La philosophie qui a mené à leur mise en place est un peu celle prônée par les partis pirates et les apôtres des logiciels libres : on offre du contenu à tous, on donne des chances égales à tous de bâtir à partir d’outils intangibles semblables.

En fait, les bibliothèques n’ont jamais ainsi été aussi actuelles puisqu’elles offrent gratuitement ce dont ont besoin les entrepreneurs en devenir et qui est offert de façon payante dans les lieux de travail commun de plus en plus populaires : des connaissances et de l’aide pour accéder à ces connaissances, des espaces communs et même, maintenant, des outils technos de pointe.

Par exemple, à la Grande Bibliothèque, explique Mme Barbe, on ouvre la semaine prochaine un nouveau média lab, à la façon des « fab labs » des universités américaines.

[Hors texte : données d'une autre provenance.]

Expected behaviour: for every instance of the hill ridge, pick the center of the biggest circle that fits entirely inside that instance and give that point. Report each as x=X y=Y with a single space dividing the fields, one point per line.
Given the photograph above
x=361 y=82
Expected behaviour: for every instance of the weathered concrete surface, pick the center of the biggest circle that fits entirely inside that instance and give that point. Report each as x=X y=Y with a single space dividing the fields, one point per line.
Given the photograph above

Là, on espère attirer ados et tout jeunes adultes, la population la plus difficile à joindre, avec de l’équipement audiovisuel et de fabrication de pointe. Table pour faire de l’animation, écran vert, ordinateurs très performants, imprimante 3D.

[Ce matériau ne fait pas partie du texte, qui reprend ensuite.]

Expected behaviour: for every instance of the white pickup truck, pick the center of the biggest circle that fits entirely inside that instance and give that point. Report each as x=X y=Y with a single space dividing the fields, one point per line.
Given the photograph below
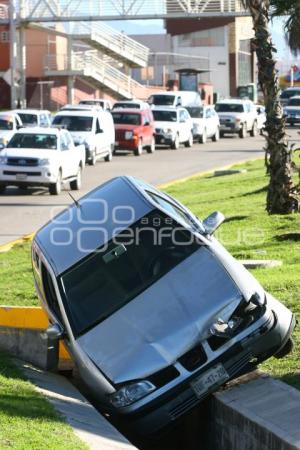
x=41 y=157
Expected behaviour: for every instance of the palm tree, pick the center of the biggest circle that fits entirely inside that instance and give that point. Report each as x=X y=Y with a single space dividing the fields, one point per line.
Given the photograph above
x=282 y=196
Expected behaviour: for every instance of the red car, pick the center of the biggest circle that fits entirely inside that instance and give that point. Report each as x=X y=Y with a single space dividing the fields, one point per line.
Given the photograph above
x=134 y=130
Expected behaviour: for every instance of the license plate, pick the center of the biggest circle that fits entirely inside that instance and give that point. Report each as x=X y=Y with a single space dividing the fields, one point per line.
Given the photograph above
x=21 y=176
x=213 y=377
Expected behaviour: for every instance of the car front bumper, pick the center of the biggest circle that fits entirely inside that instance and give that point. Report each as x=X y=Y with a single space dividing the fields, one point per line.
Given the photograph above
x=240 y=358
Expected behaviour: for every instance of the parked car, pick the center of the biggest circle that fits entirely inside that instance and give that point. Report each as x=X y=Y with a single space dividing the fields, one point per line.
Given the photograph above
x=261 y=117
x=41 y=157
x=175 y=98
x=134 y=104
x=10 y=122
x=94 y=128
x=102 y=102
x=292 y=110
x=34 y=117
x=206 y=123
x=173 y=126
x=153 y=309
x=237 y=116
x=134 y=130
x=288 y=93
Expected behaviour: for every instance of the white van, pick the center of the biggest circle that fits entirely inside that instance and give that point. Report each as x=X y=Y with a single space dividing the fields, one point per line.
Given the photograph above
x=94 y=128
x=175 y=98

La bibliothèque ne devient pas incubatrice d’entreprises, mais on offre des ressources de premiers pas et cherche à agir contre la fracture numérique, explique la directrice.

« Le lien entre la bibliothèque et l’emploi est très fort », explique Mme Barbe. On vient s’y renseigner, s’intégrer, y prendre confiance. Nouveaux immigrés, sans-abri, chômeurs en quête de relance.

D’ailleurs, à la Grande Bibliothèque, il y a un centre d’emploi.

Et bientôt, on y ouvrira un café, pour pouvoir prendre un petit cappuccino en lisant un nouveau roman ou un magazine du bout du monde, gratuit. Et rêver aussi de nouveaux projets.

Les bibliothèques en quelques chiffres

4600 : le nombre de personnes qui travaillent dans les bibliothèques publiques et universitaires.

171,3 millions de dollars : la valeur des achats des bibliothèques publiques et universitaires du Québec

1,5 % : chaque augmentation de 1 % du taux de littératie dans une société fait augmenter le PIB par habitant de 1,5 %.

22 % : la différence entre le pourcentage de Québécois (32 %) et d’Américains abonnés à une bibliothèque (54 %). En Ontario, c’est 40 %.

4 $ :  Pour chaque dollar investi dans une bibliothèque, il y a 4 $ de retombées économiques

2,3 millions : le nombre de visite à la Grande bibliothèque en 2015, contre 1,5 million au Centre Bell, 1,8 million dans les grands musées montréalais et 2 millions à l’oratoire Saint-Joseph.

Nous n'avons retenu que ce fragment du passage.